非現実的なことが起こり何が何だか訳が分からなくなった徠はとりあえず紙から飛び出してきた手とどこからともなく聞こえてきた謎の声の言葉に従った。
といっても、言われなくてもやるのだが……
サラサラ
キュッキュッ
「ほぉ~上手いねぇ」
徠は無言で黙々と描き続けているが、青年は「うまい」とか「おぉ、いい丸みがある」など、自分の体が完成に近づけば近づくほど率直な感想を次々と述べていった。
徠にそんな言葉は無意味でしかないというのに……
「……できたぞ………?」
手直しをしながらかれこれ数十分、
徠は描き上がった紙を指示されたとおりに部屋の中心の床に置いた。
ピカァァァァ
グニャグニャッ
すると、次は紙が発光し、またまたぐにゃりと曲がりはじめた。
紙からは手や体、足が飛び出し最後に頭をグググッと飛び出し、青年がジャーンっと効果音がつくようなポーズで紙の上に具現化して現れた__。
と言っても線しか描いていないから、モノクロである。
「フハハハハ!!!どうだこの俺の姿!!驚いたか!?驚いたな!?」
紙から出てきた青年は徠を指さし、さらにぴょんぴょんと徠の周りを飛び跳ねながら肩をバシバシと叩き始めた。
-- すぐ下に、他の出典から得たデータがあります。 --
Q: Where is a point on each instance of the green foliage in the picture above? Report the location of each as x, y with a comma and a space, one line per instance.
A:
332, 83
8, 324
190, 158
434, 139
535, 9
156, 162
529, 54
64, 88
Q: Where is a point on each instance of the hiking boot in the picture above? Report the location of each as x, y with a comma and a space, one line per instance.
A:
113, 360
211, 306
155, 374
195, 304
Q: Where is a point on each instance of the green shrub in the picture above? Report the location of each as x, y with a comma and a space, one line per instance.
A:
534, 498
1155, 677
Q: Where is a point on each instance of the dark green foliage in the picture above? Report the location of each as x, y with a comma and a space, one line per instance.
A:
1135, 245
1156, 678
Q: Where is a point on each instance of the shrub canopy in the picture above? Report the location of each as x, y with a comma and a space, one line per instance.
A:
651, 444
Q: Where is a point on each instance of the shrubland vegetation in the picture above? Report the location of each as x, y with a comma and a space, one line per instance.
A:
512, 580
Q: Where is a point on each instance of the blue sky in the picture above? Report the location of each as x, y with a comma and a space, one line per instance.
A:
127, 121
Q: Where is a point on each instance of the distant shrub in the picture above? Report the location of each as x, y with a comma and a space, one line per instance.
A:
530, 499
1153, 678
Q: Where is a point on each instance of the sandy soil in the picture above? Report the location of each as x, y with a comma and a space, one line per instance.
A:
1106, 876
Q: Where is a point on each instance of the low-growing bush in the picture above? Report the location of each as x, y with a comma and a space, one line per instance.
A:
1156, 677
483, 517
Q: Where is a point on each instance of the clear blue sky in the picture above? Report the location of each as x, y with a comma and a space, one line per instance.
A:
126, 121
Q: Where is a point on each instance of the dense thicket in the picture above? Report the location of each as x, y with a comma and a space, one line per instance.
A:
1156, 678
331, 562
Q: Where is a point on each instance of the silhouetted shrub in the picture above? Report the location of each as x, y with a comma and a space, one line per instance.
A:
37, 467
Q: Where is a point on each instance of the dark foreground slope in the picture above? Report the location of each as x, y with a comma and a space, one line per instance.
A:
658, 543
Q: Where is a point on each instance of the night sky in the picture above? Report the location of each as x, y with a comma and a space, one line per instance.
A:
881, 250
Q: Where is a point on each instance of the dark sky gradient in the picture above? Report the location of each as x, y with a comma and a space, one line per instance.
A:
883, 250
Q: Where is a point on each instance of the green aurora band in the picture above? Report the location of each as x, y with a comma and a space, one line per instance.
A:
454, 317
身長はおよそ170前後といったところだろうか、徠よりは高い。そして殴る力が強すぎて痛い。
「……痛い、おどろいた…驚いたから……!」
「痛い?そうか、わりぃわりぃ」
痛いと徠が言うと一応悪いとは思っているようで徠から一旦離れ、ペコペコと頭を下げていた。
(中指を立てている絵だったよな…?こんなにテンションが高くて人懐っこい奴なのか?)
徠の表情は呆れ顔だ。
そんな中でも徠は心の中で怪しさをMAXに青年へ疑いの目を向けた。
だが、徠のそんな目を見ても何も動じない青年は目を少し細めて口角をあげた。
何かを見透かすような細い目、これを蛇目というのだろうか。
「ところでよ?俺の名前は?」
「名前?………あー……」
(特に名前なんてない)
それもそうだ
徠はただ"己のストレス発散"の為だけに描いただけなのだから、
あるはずがない
「………なんでもいいよ、自分でつけて」
「は?」
真冬
徠が部屋に来て既に2時間は確実に経過している。それなのに、暖房の着いた部屋の空気が急激に冷えた気がした。
目の前にいた青年はいつの間にか姿を消しており、気がついた時には徠の体は斜めに傾きそして重力に逆らうことなく地面にたたきつけられた。
青年はすぐに徠の上に馬乗りの状態になって彼の胸ぐらを掴んだ。
「痛った……っ!」
「名前がねぇ……だと?……笑わせんな」
ギリギリッ
何故、彼はそこにキレたのだろうか
(なんで?自分で名前が好きなように決められるんだぞ?)
叩きつけられた時の背中の痛みと、今日家へ帰る時にできた捻挫の部分を圧迫され苦痛に苦しんでいた徠だが、青年が怒ってしまった理由を考えれば考えるほど顔からまた表情がなくなっていった。
苦痛に耐えるような表情でもなく、ただただ無機物な何かを見るような目へと変化していった。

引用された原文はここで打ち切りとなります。